Era meio-dia quando eu peguei ele no asfalto. Os passinhos lentos de lagarto filhote que queriam fugir do fogo enquanto ele era queimado vivo. A dor que ele sentiu quando eu abri a boquinha dele para dar água e remédio para a dor... Eu devia ter dado mais remédio? Dei como a veterinária falou, mas, com o corpo tão queimado… E eu vi como é um lagarto. Nunca antes na minha vida eu tinha visto assim, um tão de perto. Era o primeiro lagarto da minha vida. Que bicho mais lindo, meu Deus, que bicho mais lindo! E eu estava ali para ajudar ele a morrer. Ele estava ali, indefeso, inocente. Que dó, que dó, que dó, que profunda dor no meu peito.

Era meio-dia quando eu levei ele para casa, e às quatro horas ele morreu. A respiração foi ficando fraquinha, fraquinha, e ele parou de respirar. Eu peguei ele nas mãos, quis espantar a morte, gritei, mas não teve jeito... A agonia dele durou quatro horas. Ele quietinho todo esse tempo, sentindo as dores lancinantes do corpo queimado até morrer quatro horas depois. Quatro horas de dor e sofrimento...

Eu cheguei a acreditar que ele ia viver. O olhinho dele parecia que olhava para mim, e depois foi fechando, fechando, e a respiração parou. Dentro de mim o ódio, a dor. Ódio e dor. Enterrei o corpo do lagarto-menino num terreno verde. O lagartinho que a terra recebeu.

Quem ateou o fogo ninguém sabe, ninguém viu. Foi alguém que, à noite, jantou tranquilamente, viu a novela, rezou antes de dormir e acredita que vai para o céu. 

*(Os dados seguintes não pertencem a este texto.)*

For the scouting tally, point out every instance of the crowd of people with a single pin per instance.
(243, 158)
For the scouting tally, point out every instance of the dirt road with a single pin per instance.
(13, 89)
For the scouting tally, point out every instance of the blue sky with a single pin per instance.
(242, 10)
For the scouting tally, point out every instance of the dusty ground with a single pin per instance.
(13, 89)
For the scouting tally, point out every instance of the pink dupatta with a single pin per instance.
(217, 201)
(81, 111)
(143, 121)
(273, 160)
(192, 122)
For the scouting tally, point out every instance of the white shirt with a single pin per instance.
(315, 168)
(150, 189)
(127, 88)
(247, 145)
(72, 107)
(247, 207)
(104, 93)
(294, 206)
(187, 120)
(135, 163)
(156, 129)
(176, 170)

Eu escrevo para ver se assim eu paro de chorar. Para parar de pulsar. Porque ontem foi um dia de muita dor e de muita tristeza. O menino-lagarto de quem eu cuidei está morto, e quantos mais o incêndio matou. Quantos mais o incêndio matou... Agora ele está morto. Morto e dentro de mim. Para sempre dentro de mim. E, antes de dormir, eu pedi a Deus para que a minha alma vá para lá, para onde ninguém mate, para onde não exista mais a dor. E onde eu possa conhecer como é, vivo, o lagartinho que eu ajudei a morrer.